Stretching Does Not Prevent Injuries:

A review of the scientific literature shows that there is no good evidence that stretching prevents sports injuries (Clinical Journal of Sports Medicine. March 2005). Muscles and tendons tear when the force applied to them is greater than their inherent strength, so anything that makes a muscle stronger helps to prevent injuries. Strengthening muscles helps prevent muscle and tendon tears, but stretching does not make muscles stronger. This review showed that stretching does not prevent shin splints, bone stress fractures, sprains, strains or other arm and leg injuries.

 

Original Post August 3, 2014. Updated February 19, 2018

Anecdotal Progress

Anecdotal Progress – Am I Seeing What I Think I’m Seeing?

Exercise is thought to have beneficial effects on Parkinson’s disease.

Jay L. Alberts, Ph.D., neuroscientist at the Cleveland Clinic Lerner Research Institute in Cleveland, saw this firsthand in 2003 when he rode a tandem bicycle across Iowa with a Parkinson’s disease patient to raise awareness of the disease. The patient experienced improvements in her symptoms after the ride.

“”The finding was serendipitous,” Dr. Alberts recalled. “I was pedaling faster than her, which forced her to pedal faster. She had improvements in her upper extremity function, so we started to look at the possible mechanism behind this improved function.” As part of this inquiry, Dr. Alberts, researcher Chintan Shah, B.S., and their Cleveland Clinic colleagues, recently used fcMRI to study the effect of exercise on 26 Parkinson’s disease patients.”

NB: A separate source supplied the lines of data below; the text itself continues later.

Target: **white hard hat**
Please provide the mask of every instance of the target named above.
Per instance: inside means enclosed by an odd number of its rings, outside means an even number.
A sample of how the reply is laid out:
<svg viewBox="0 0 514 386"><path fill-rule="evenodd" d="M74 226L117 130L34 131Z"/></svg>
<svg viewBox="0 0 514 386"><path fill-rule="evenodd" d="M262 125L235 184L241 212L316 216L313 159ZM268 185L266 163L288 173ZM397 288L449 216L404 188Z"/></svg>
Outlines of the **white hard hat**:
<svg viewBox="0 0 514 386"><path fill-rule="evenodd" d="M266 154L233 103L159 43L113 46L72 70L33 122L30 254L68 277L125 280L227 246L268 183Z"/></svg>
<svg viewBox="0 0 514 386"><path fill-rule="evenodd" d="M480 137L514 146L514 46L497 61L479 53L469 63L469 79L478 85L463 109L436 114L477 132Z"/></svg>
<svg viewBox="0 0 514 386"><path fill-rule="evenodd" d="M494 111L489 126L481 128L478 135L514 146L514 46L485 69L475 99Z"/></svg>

RehabDeb says: The above is a quote from an article regarding research looking at the benefits of exercise for Parkinson’s patients, found on Science Daily dot com, and as I read it this morning, I thought it to be a perfect example of the practice protocol I have developed that has proved beneficial for several orthopedic conditions in lieu or surgery…whatever reasons one might have for not having surgery performed on their pet.

I am one person working alone, however I have over 35 years background and experience in principles of human sport science, exercise physiology, program design, and the like. There are a few others with similar backgrounds working in veterinary rehabilitation. I began using simple principles based on years of experience, and I’ve seen much success, as evidenced by improved quality of life, improved function, and veterinary professional confirmation.

I don’t have money to drive clinical research, and while I have ideas about whom I could approach about getting involved with this research, I am busy in my practice and haven’t wanted to take the time aside to pursue individuals, grants or corporations. At some point I intend to write more about the beneficial outcomes and to further discuss cases, however in the meantime, take the first paragraph as affirmation that science is observation of a particular outcome or experience as well as the steps to prove what we imagine/postulate/thought we observed.

It has been proved anecdotally time and again that when the conservative and slowly progressive non-surgical interventions I have outlined in the homework discussions on this site and/or in my books are followed within the parameters I outline, improvement of the condition ensues, barring extenuating circumstances. I do not see the discussion as being whether surgery or no surgery is better; I present the protocol I use as beneficial guidelines instead of not giving a program of recovery to those who choose to wait or altogether forego surgery for some conditions.

AND, I have provided return-to-function programs that are for pets that have had surgery. Following a program of progressive and structured recovery will only serve to improve the outcome and the pet’s quality of life if done well and correctly.

In other words, for injuries and conditions that are not “life or death”, the fact is there are very many people who will not choose surgery for their pet (or for themselves, for that matter). The instead-of-surgery protocol I develop and use fills a need to help the pet recover.

Keep moving forward; there is no time constraint on the “one step at a time” methodology…you can always begin, again, now.